Por cierto, como confesé, es la primera vez que leo a Yasmina Khadra y no tengo con qué comparar su estilo original en francés. Pero sí sé cuando un texto en español fluye con naturalidad y, en este caso, me llamó la atención desde el principio. La traducción de Wenceslao-Carlos Lozano no pasa desapercibida: hay un cuidado en el ritmo, en las imágenes, en la manera de dejar que la prosa respire, que hace que la novela se lea con gusto. Luego supe que Lozano ha traducido muchas de las obras de Khadra y que es un especialista en este terreno. No me sorprende: esa experiencia se percibe, incluso para un lector que llega aquí sin bagaje previo del autor.

En fin, «Los virtuosos» me ha reconciliado con la escritura de reseñas: no solo porque es una gran novela, sino porque me recordó lo que significa leer con la certeza de estar ante una historia necesaria.
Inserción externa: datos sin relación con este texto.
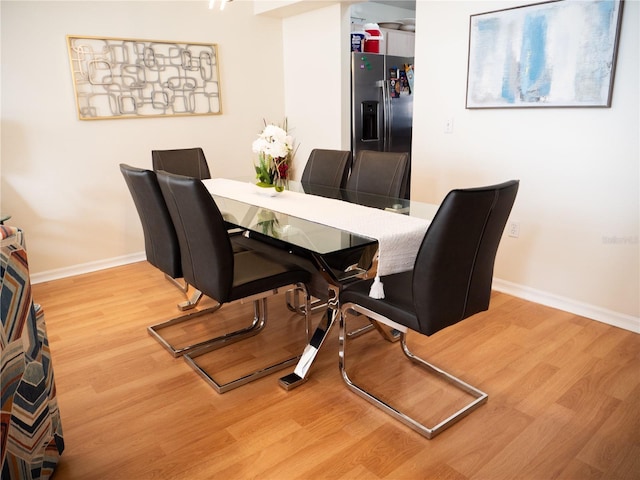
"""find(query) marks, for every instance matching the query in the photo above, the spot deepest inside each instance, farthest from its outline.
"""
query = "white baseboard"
(593, 312)
(544, 298)
(59, 273)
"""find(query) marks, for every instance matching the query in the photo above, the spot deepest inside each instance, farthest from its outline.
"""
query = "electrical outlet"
(514, 229)
(448, 125)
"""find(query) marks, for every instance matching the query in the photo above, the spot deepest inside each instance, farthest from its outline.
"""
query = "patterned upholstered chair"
(32, 440)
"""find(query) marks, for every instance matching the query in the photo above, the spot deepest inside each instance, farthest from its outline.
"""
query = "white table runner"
(399, 236)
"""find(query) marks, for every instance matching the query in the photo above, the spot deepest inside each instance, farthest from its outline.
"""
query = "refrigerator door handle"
(386, 117)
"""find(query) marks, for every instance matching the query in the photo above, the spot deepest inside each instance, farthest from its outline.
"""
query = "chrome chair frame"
(259, 323)
(427, 431)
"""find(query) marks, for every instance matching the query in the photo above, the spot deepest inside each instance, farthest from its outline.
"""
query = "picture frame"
(116, 78)
(560, 53)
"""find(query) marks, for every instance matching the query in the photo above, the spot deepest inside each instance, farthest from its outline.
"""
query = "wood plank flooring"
(564, 396)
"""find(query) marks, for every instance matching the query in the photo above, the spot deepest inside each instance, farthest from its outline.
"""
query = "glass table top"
(307, 235)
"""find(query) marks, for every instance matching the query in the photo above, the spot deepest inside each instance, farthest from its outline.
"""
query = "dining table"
(347, 235)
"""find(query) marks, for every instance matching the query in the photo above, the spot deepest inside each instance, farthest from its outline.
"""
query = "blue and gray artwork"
(554, 54)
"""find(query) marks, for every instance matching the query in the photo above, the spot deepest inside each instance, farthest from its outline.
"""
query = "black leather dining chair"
(210, 265)
(190, 162)
(451, 280)
(326, 168)
(380, 173)
(160, 239)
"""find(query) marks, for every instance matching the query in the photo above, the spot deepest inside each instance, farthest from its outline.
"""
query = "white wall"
(579, 169)
(314, 88)
(60, 176)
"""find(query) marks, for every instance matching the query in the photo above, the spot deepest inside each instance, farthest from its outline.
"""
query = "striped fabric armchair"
(31, 438)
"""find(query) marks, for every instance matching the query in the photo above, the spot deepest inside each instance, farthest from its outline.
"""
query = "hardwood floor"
(564, 396)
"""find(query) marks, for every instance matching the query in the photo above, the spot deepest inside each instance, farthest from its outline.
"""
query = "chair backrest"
(189, 162)
(327, 168)
(454, 267)
(380, 173)
(160, 239)
(207, 254)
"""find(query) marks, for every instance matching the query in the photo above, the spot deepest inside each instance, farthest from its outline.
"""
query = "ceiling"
(408, 4)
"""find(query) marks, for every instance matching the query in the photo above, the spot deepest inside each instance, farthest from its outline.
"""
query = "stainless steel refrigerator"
(381, 103)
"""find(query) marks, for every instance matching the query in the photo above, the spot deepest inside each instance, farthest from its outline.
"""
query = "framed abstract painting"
(553, 54)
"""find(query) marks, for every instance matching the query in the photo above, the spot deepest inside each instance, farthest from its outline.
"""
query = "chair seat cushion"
(254, 273)
(397, 304)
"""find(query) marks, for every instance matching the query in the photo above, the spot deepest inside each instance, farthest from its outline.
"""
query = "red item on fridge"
(373, 38)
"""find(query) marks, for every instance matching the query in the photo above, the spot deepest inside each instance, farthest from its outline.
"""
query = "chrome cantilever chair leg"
(428, 432)
(260, 312)
(225, 339)
(182, 286)
(191, 301)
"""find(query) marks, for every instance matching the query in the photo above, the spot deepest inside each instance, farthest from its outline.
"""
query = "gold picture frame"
(133, 78)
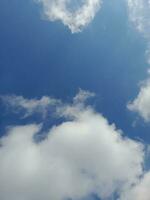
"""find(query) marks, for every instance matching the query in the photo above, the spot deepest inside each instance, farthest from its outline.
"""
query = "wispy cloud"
(141, 104)
(29, 106)
(139, 14)
(74, 14)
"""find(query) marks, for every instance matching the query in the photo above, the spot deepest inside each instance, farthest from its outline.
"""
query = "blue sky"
(107, 57)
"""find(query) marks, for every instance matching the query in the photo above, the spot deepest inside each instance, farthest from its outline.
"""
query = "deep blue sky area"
(38, 57)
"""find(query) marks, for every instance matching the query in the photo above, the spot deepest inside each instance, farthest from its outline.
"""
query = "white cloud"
(83, 155)
(141, 104)
(141, 191)
(29, 106)
(139, 13)
(75, 14)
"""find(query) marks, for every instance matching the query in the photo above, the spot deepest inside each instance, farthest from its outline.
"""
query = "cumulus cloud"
(81, 156)
(75, 14)
(139, 14)
(141, 104)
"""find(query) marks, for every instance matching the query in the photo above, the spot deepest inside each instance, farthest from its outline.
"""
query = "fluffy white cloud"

En la vida de Yacín caben todas las heridas de un pueblo: la injusticia, la traición, la guerra, el desarraigo; pero también la obstinación por vivir, por buscar a los suyos, por no claudicar. Esa mezcla entre lo íntimo y lo épico, entre la pequeña historia de un hombre y la gran historia de Argelia, es lo que da fuerza al libro.

Khadra escribe con un lirismo que nunca entorpece la narración, al contrario: ilumina. Sus personajes, aun los más breves, tienen carne y voz. Y aunque la trama nos arrastra por escenarios duros —trincheras, prisiones, desiertos—, la prosa mantiene un pulso sereno que permite avanzar sin caer en la desesperanza. Esa es quizá la mayor virtud de la novela: hablarnos de la barbarie sin renunciar a la belleza del lenguaje.

No sé si leeré pronto otra obra de Khadra, pero tengo claro que esta no será la última. Mis libreros están llenos de pendientes y, como siempre, me inquieta la ansiedad del adicto frente a tanto libro por descubrir. Sin embargo, «Los virtuosos» me hizo recordar que, además de leer, me gusta detenerme a escribir sobre lo leído. Y si escribir reseñas significa volver a dialogar con los libros, esta novela ha sido el mejor punto de partida para recuperar el ritmo perdido. Te leo.